Here, Plaintiff filed four certificates of service on the docket on November 7, 2022 claiming that Allen, Coleman, and Hellyer were each served by first-class mail on October 29, 2021 at a N.J. Transit location in Camden while Piccoli was similarly served by first-class mail sent to N.J. Transit headquarters in Newark. (ECF 49; ECF 50; ECF 51; ECF 52). The Court interprets these certificates as Plaintiff's attempts to serve Defendants by mail at their places of work. These certificates do nothing to demonstrate good cause for the significant delay in service and do not themselves represent valid service as Plaintiff has not described reasonable and good faith attempts to personally serve Defendants and it is unclear based on the certificates or their attachments whether attempted mail service included “postal instructions to deliver to addressee only.” See N.J. Ct. R. 4:4-3(a).

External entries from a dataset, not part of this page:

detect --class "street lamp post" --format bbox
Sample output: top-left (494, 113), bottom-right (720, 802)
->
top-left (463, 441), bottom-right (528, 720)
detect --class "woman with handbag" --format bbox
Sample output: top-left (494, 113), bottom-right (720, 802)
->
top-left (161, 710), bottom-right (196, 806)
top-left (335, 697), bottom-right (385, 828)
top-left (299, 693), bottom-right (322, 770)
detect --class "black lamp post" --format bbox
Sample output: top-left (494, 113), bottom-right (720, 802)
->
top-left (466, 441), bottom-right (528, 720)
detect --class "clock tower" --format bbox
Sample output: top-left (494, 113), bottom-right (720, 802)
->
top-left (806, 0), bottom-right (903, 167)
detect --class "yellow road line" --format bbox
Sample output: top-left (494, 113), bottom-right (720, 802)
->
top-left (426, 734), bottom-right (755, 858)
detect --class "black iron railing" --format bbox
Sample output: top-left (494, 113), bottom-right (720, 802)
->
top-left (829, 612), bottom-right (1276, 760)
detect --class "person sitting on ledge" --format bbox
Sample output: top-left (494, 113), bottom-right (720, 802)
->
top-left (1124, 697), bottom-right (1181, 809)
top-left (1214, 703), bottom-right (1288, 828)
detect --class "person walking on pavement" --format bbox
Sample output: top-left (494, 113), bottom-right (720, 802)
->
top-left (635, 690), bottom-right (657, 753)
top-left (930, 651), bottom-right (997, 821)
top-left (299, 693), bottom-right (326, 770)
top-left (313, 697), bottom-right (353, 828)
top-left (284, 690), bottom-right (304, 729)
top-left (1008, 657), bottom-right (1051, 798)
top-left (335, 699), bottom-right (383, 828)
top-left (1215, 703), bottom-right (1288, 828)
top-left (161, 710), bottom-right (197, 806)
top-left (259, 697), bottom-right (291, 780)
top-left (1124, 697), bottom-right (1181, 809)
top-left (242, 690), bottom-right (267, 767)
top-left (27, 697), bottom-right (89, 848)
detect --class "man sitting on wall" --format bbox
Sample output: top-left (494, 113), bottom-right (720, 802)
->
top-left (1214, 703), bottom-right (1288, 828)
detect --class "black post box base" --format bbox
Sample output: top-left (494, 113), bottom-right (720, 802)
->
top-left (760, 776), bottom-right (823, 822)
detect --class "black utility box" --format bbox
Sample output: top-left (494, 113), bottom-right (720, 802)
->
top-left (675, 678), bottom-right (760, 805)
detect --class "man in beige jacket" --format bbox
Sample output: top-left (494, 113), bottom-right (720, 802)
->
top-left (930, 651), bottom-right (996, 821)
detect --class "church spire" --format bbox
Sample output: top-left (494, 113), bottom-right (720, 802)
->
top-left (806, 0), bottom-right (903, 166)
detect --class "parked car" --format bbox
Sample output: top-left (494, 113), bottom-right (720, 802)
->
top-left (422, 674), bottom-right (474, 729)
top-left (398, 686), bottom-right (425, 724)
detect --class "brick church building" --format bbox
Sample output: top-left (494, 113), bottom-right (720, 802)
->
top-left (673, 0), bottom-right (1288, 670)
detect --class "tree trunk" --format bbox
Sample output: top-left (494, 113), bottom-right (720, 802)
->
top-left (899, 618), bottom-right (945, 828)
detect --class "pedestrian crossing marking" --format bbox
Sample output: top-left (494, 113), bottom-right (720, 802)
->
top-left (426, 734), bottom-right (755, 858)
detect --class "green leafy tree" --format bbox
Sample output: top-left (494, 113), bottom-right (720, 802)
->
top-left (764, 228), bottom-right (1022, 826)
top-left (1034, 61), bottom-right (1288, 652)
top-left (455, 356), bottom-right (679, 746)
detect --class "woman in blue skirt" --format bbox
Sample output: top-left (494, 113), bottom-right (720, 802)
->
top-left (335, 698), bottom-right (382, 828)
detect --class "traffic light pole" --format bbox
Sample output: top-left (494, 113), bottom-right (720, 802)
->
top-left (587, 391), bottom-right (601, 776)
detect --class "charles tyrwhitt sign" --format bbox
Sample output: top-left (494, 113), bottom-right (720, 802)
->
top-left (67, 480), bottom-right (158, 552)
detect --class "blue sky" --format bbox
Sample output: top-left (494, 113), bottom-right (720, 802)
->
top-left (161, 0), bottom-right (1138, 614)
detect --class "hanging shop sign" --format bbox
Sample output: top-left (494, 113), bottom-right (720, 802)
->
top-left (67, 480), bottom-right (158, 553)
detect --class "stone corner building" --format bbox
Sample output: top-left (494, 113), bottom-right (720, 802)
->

Plaintiff's opposition further expresses confusion as to the status of Hellyer, claiming that he was served in March 2020 and September 2020, and adds that all Defendants were served the amended complaint by certified mail and “Plaintiff next waits for the direction of the court.” (ECF 55 at ¶¶ 21-22). The opposition includes as an exhibit a return-of-service form stating that service for Hellyer was refused by the legal department at N.J. Transit headquarters. (ECF 55-2 at 19).
The Court finds here that Plaintiff fails to demonstrate proper service on Hellyer, see Snyder v. Swanson, 371 Fed.Appx. 285, 287 (3d Cir. 2010) (affirming dismissal where the plaintiff failed to appropriately attempt service following a letter from an attorney refusing to accept service on behalf of a defendant), and again does not provide good cause for Plaintiff's failure to timely serve Defendants. The Court is cognizant that Plaintiff is proceeding pro se and provided him an opportunity to show cause in its earlier opinion in recognition of that fact. However, “[l]itigants, whether represented by counsel or not, are expected to comply with the Federal Rules of Civil Procedure when they file in federal court. Mere ignorance of the rules does ‘not provide good cause to excuse [a party's] failure to serve the defendants within the time allotted under the rules.'” Itiowe v. Fed. Commc'ns Comm'n, No. 13-2865, 2014 WL 2168252, at *2 n.1 (D.N.J. May 23, 2014) (second alteration in original) (quoting Sykes v. Blockbuster Video, 205 Fed.Appx. 961, 963 (3d Cir. 2006)). The Court will therefore dismiss Piccoli, Allen, Coleman, and Hellyer from this action.
IV. Conclusion
For the reasons stated above, O'Neill's motion to dismiss, (ECF 54), is granted and O'Neill, Piccoli, Allen, Coleman, and Hellyer shall be dismissed from this action without prejudice.
An Order consistent with this Opinion will be entered.